This book is about luck -- or more precisely how we perceive and deal with luck in business and life.
Set against the backdrop of the most conspicuous forum in which luck is mistaken for skill -- the world of trading -- Fooled by Randomness is a captivating insight into one of the least understood factors in all our lives. Writing in an entertaining and narrative style, the author succeeds in tackling and explaining three major intellectual issues: the problem of induction, the survivorship biases, and our genetic unfitness to the modern world.

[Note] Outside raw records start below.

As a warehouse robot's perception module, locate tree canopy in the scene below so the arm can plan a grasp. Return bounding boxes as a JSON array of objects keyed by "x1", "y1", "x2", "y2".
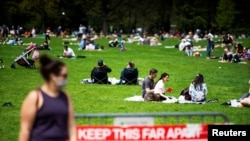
[{"x1": 0, "y1": 0, "x2": 250, "y2": 34}]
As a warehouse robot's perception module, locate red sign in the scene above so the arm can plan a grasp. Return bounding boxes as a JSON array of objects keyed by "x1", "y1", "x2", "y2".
[{"x1": 77, "y1": 124, "x2": 208, "y2": 141}]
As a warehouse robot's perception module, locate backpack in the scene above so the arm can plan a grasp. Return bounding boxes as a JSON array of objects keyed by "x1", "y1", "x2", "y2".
[{"x1": 180, "y1": 87, "x2": 191, "y2": 101}]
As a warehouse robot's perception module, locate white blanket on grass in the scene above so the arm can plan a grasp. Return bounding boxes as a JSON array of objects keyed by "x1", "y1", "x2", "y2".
[
  {"x1": 124, "y1": 95, "x2": 205, "y2": 104},
  {"x1": 124, "y1": 95, "x2": 178, "y2": 103}
]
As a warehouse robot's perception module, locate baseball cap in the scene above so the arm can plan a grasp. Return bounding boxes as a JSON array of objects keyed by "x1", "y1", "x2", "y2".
[{"x1": 97, "y1": 59, "x2": 103, "y2": 66}]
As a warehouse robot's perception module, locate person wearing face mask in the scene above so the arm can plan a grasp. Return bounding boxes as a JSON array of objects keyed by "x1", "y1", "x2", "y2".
[
  {"x1": 19, "y1": 55, "x2": 76, "y2": 141},
  {"x1": 154, "y1": 72, "x2": 169, "y2": 101},
  {"x1": 142, "y1": 68, "x2": 158, "y2": 101}
]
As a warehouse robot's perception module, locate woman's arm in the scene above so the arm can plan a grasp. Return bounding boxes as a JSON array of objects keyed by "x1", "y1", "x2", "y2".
[
  {"x1": 188, "y1": 84, "x2": 196, "y2": 96},
  {"x1": 203, "y1": 84, "x2": 208, "y2": 95},
  {"x1": 19, "y1": 91, "x2": 39, "y2": 141},
  {"x1": 68, "y1": 96, "x2": 76, "y2": 141}
]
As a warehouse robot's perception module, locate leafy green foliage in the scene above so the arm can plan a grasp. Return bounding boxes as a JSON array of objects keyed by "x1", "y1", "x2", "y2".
[{"x1": 216, "y1": 0, "x2": 236, "y2": 31}]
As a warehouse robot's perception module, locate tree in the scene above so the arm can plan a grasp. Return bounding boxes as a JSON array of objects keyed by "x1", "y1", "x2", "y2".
[{"x1": 214, "y1": 0, "x2": 236, "y2": 31}]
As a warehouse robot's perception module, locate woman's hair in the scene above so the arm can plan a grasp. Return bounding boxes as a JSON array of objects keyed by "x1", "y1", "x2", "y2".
[
  {"x1": 157, "y1": 72, "x2": 169, "y2": 82},
  {"x1": 128, "y1": 61, "x2": 135, "y2": 68},
  {"x1": 193, "y1": 74, "x2": 204, "y2": 89},
  {"x1": 40, "y1": 55, "x2": 65, "y2": 81}
]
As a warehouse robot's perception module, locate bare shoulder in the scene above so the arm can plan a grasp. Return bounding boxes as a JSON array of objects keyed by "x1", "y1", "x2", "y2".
[{"x1": 26, "y1": 90, "x2": 39, "y2": 101}]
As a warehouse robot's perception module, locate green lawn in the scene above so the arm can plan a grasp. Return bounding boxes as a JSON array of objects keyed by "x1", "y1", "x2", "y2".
[{"x1": 0, "y1": 35, "x2": 250, "y2": 141}]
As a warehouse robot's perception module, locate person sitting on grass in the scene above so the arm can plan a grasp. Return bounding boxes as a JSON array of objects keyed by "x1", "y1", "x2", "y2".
[
  {"x1": 91, "y1": 60, "x2": 112, "y2": 84},
  {"x1": 189, "y1": 74, "x2": 208, "y2": 102},
  {"x1": 142, "y1": 69, "x2": 158, "y2": 101},
  {"x1": 154, "y1": 72, "x2": 169, "y2": 101},
  {"x1": 78, "y1": 38, "x2": 86, "y2": 50},
  {"x1": 238, "y1": 85, "x2": 250, "y2": 107},
  {"x1": 221, "y1": 80, "x2": 250, "y2": 108},
  {"x1": 38, "y1": 40, "x2": 51, "y2": 50},
  {"x1": 118, "y1": 61, "x2": 138, "y2": 84},
  {"x1": 220, "y1": 48, "x2": 233, "y2": 62},
  {"x1": 62, "y1": 45, "x2": 75, "y2": 58}
]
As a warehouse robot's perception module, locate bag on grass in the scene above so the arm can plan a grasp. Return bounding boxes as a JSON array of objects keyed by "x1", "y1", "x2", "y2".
[{"x1": 180, "y1": 87, "x2": 191, "y2": 101}]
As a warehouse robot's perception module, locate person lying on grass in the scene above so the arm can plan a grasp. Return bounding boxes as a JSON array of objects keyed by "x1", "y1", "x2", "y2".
[{"x1": 189, "y1": 74, "x2": 208, "y2": 102}]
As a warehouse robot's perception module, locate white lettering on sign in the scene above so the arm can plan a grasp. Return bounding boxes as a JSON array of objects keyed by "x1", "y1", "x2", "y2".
[
  {"x1": 166, "y1": 125, "x2": 202, "y2": 139},
  {"x1": 112, "y1": 128, "x2": 140, "y2": 140},
  {"x1": 142, "y1": 128, "x2": 165, "y2": 140},
  {"x1": 78, "y1": 128, "x2": 111, "y2": 140}
]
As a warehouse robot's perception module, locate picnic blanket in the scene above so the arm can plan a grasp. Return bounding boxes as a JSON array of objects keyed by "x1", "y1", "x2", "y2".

The book is populated with an array of characters, some of whom have grasped, in their own way, the significance of chance: Yogi Berra, the baseball legend; Karl Popper, the philosopher of knowledge; Solon, the Ancient World's wisest man; the modern financier George Soros; and the Greek voyager Ulysses. In addition we meet the fictional Nero, who seems to understand the role of randomness in his trading life, but who also falls victim to his own superstitious foolishness.
But the most recognizable character of all remains unnamed -- the lucky fool in the right place at the right time. The embodiment of the ""Survival of the Least Fit."" Such individuals attract devoted followers who believe in their guru's insights and methods. But no one can replicate what is obtained through chance. A monkey banging on a keyboard may eventually produce the Iliad, but would you sign him to write the sequel?
Are we capable of distinguishing the fortunate charlatan from the genuine visionary?
Must we always try to uncover non-existent messages in random events?
It may be impossible to guard ourselves against the vagaries of the Goddess Fortuna, but after reading Fooled by Randomness we can be a little better prepared.
Taleb is a "quant," or mathematical trader, and an expert on financial derivatives who has made a name for himself in investing circles as a voluble critic of popular theories and conventional wisdom. He is also the author of Dynamic Hedging: Managing Vanilla and Exotic Options (1996). Taleb is fluent in seven languages and a reader of classical literature, an avocation that readily manifests itself in this meandering discourse on the roles of probability, luck, and risk in the markets and in life. Taleb examines how and why the attempt to determine cause and effect is continually hampered by random occurrences and our emotional responses to them. He freely shares his ideas and opinions, finding insights in the funeral of Jackie Onassis, B. F. Skinner's experiments on pigeons, Solon's warning, Karl Popper's work, George Soros, Darwinism, the O. J. Simpson trial, Pascal's wager, the collapse of Long Term Capital Management, the trading floor of the Chicago Mercantile Exchange, birthdays, taxicabs, and especially the works of ancient Greek philosophers.
David Rouse
Nassim Nicholas Taleb
Nassim Nicholas Taleb is the founder of Empirica Capital LLC, a crisis-hunting hedge fund operator, and a fellow at the Courant Institute of Mathematical Sciences of New York University. He has held a variety of derivative trading positions in New York and London and worked as an independent floor trader in Chicago. Taleb was inducted in February 2001 in the Derivatives Strategy Hall of Fame.
Taleb received an M.B.A. from the Wharton School and a Ph.D. from the University of Paris Dauphine. He is the author of Dynamic Hedging: Managing Vanilla and Exotic Options(Wiley, 1997).